Masalah utama pertanian kita, bukanlah terletak pada mampu atau tidaknya kita meningkatkan produksi, tetapi lebih kepada stabilitas harga. Negara industri besar seperti Amerika Serikat tak pernah perduli nasib negara agraris yang miskin. Ketika saya di kabinet di bawah Presiden Megawati, kita ribut terus dengan Amerika Serikat karena memaksa agar Pemerintah mengizinkan peternak dan pedagang Amerika Serikat, untuk mengekspor sayap ayam potong ke negara kita. Kita tak mau mengizinkan, karena sayap ayam tak banyak dimakan orang di negeri itu, sementara di negeri kita banyak orang mengonsumsinya karena murah. Kalau sayap ayam dijual besar-besaran di negeri kita, produksi ayam dalam negeri akan terpukul. Rakyat sudah merasa cukup makan sayap ayam murah, daripada beli dagingnya yang lebih mahal. Amerika selalu berdalih perdagangan bebas. Dari dulu saya sangat hati-hati dengan konsep perdagangan bebas itu, termasuk lamanya saya menelaah RUU Penanaman Modal, yang membuat anggota kabinet yang lain agak jengkel dengan sikap saya. Kalau penanam modal dalam negeri dan luar negeri diberi status sama dalam segala hal, dan tidak dibatasi berapa besarnya modal yang ditanam, saya katakan bisa-bisa tukang cukur atau tukang martabak dari Bangladesh memohon izin penanaman modal untuk membuka sebuah kios cukur dan kios martabak. Ini masalah besar bagi bangsa kita.

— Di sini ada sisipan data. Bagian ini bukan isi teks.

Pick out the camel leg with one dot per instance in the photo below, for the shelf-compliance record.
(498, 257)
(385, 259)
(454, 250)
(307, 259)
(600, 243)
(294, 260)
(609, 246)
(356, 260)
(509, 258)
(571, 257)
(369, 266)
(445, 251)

Untuk membantu petani dan nelayan kita, saya pernah melontarkan gagasan dalam sidang kabinet, agar Pemerintah memberikan subsidi pembelian produk pertanian dan perikanan, tentu dengan konsekuensi pengurangan subsidi BBM dan listrik. Harga dasar gabah dan kedelai misalnya ditetapkan bisa lebih tinggi dari harga pasaran. Dengan demikian harga akan stabil dan gairah petani untuk menanam juga besar. Bulog membeli gabah dan kedelai dengan harga yang lebih tinggi. Pemerintah melempar ke pasar dengan selisih harga setelah dikurangi subsidi. Dengan cara itu tukang ijon juga akan berhenti beroperasi memeras petani dan nelayan. Gagasan saya itu, menurut Wapres Yusuf Kalla, sulit dilaksanakan di lapangan. Saya mengerti, gagasan ini baru ditataran permukaan. Namun kita harus menelaahnya secara rinci agar dapat dilaksanakan di lapangan. Mungkin kita uji coba pada produksi padi dan kedelai lebih dahulu, untuk kita lihat hasilnya dan melakukan evaluasi.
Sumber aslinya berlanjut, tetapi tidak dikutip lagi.